Honour Among Thieves
- First edition
- Author: Jeffrey Archer
- Language: English
- Publisher: HarperCollins
- Publication date: 4 July 1993
- Media type: Print (hardback & paperback)
- Pages: 416
- ISBN: 0-06-017945-7
- OCLC: 27976980
- Dewey Decimal: 823/.914 20
- LC Class: PR6051.R285 H66 1993

= Honour Among Thieves (novel) =

Novel by Jeffrey Archer

Honour Among Thieves (1993) is a novel by English author Jeffrey Archer. The book takes place in 1993 with Saddam Hussein planning to retaliate against the United States after the events of the Gulf War.

When the United States defeats Iraq in the 1991 Gulf War, Saddam Hussein plans to humiliate the victors by stealing the American Declaration of Independence and publicly burning it on 4 July in full view of world media. To achieve this, his Deputy Ambassador to the United Nations enlists the help of Antonio Cavalli, a lawyer and one of the leading figures of the New York mafia, for a sum of $100,000,000.

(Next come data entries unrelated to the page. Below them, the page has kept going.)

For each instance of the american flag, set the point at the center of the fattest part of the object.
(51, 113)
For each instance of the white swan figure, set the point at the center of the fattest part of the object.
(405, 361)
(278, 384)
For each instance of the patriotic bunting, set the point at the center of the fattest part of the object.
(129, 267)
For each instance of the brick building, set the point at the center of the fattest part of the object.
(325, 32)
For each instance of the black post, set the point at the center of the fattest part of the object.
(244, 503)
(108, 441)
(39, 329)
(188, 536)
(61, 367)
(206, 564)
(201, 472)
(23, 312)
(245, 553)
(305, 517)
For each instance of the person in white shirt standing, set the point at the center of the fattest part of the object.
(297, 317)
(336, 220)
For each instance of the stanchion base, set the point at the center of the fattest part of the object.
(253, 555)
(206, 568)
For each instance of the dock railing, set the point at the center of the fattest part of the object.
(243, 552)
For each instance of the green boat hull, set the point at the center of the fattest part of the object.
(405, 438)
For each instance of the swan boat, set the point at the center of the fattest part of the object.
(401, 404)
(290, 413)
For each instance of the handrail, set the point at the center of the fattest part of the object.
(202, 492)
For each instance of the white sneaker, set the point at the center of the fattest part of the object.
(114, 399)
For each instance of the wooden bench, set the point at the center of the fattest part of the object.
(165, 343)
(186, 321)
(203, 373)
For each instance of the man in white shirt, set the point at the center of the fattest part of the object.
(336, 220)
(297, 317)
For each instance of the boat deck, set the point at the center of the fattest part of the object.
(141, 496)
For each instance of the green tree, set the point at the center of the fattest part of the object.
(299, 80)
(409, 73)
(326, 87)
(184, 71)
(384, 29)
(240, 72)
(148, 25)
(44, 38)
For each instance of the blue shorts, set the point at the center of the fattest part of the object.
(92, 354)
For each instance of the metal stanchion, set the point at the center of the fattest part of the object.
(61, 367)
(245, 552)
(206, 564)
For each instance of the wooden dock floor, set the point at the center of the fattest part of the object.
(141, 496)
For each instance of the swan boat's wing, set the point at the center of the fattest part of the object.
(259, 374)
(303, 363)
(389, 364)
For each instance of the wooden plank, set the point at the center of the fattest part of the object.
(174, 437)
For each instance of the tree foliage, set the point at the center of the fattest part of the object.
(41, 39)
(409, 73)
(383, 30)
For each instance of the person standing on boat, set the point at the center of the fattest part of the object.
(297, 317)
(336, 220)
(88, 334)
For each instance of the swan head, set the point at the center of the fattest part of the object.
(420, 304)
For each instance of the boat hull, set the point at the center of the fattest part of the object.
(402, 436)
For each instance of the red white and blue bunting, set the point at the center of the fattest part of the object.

An Israeli, Hannah Kopec, a young ex-model Mossad agent with a personal vendetta against Saddam Hussein, is involved in a plot to assassinate him. In the United States, the government finds that the Declaration of Independence has been swapped with a forgery. Scott Bradley, a Yale Law professor, who has been working undercover tracking Kopec through Paris, is assigned by the CIA to work with her to recover the document before 4 July.